RL: What should be the output of the NN for an agent trying to learn how to play a game?


Say the game is tic tac toe. I found two possible output layers:

  1. Vector of length 9: each float of the vector represents 1 action (one of the 9 boxes in Tic Tac Toe). The agent will play the corresponding action with the highest value. The agent learns the rules through trial and error. When the agent tries to make an illegal move (i.e. placing a piece on a box where there is already one), the reward will be harshly negative (-1000 or so).
  2. A single float: the float represents who is winning (positive = "the agent is winning", negative = "the other player is winning"). The agent does not know the rules of the game. Each turn the agent is presented with all the possible next states (resulting from playing each legal action) and it chooses the state with the highest output value.

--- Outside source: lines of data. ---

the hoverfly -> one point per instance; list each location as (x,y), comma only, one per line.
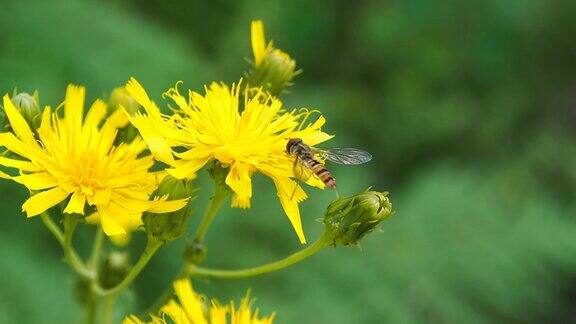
(306,159)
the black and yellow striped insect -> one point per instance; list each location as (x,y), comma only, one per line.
(309,158)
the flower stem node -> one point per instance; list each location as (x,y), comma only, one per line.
(272,69)
(194,252)
(348,219)
(170,226)
(115,269)
(28,107)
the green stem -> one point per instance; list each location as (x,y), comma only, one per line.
(90,312)
(220,195)
(72,258)
(163,298)
(94,259)
(108,312)
(151,248)
(52,227)
(194,270)
(65,240)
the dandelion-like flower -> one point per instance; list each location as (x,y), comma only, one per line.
(214,127)
(73,159)
(191,308)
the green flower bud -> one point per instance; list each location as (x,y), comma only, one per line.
(194,252)
(347,220)
(218,173)
(121,99)
(275,73)
(115,269)
(28,107)
(169,226)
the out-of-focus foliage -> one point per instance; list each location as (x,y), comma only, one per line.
(468,107)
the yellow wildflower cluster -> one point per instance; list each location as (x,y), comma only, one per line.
(192,308)
(212,126)
(73,158)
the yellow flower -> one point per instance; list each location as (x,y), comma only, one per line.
(191,308)
(73,158)
(213,127)
(258,40)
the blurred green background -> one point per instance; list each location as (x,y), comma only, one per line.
(469,108)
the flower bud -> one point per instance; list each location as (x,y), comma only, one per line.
(169,226)
(28,107)
(347,220)
(218,173)
(121,99)
(272,69)
(115,268)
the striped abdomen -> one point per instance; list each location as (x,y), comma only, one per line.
(320,170)
(303,152)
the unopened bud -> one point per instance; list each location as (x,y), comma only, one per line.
(272,69)
(28,107)
(194,252)
(347,220)
(169,226)
(121,99)
(218,173)
(115,268)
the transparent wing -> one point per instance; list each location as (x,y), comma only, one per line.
(349,156)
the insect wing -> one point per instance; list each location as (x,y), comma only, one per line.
(349,156)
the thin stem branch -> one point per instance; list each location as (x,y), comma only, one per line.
(220,195)
(71,257)
(151,248)
(52,227)
(94,259)
(108,311)
(194,270)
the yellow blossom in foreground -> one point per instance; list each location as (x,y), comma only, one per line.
(191,308)
(73,159)
(213,127)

What other options are there?

I like the first option because it's cleaner, but it's not feasible with games that have thousands or millions of actions. Also, I am worried that the game might not really learn the rules. E.g. Say that in state S the action A is illegal. Say that state R is extremely similar to state S but action A is legal in state R (and maybe in state R action A is actually the best move!). Isn't there the risk that by learning not to play action A in state S it will also learn not to play action A in state R? Probably not an issue in Tic Tac Toe, but likely one in any game with more complex rules. What are the disadvantages of option 2?

Does the choice depend on the game? What's your rule of thumb when choosing the output layer?


Posted 2020-04-22T17:04:23.080

Reputation: 243



It depends on whether the action is part of the input or output of a neural network estimating the Q-value(state, action).alternative architectures for Q-function neural network

The network on the left has the state as input and outputs one scalar value for each of the categorical actions. It has the advantage of being easy to setup and only needs one network evaluation to predict the Q-value for all actions. If the action space is categorical and single-dimensional I would use it.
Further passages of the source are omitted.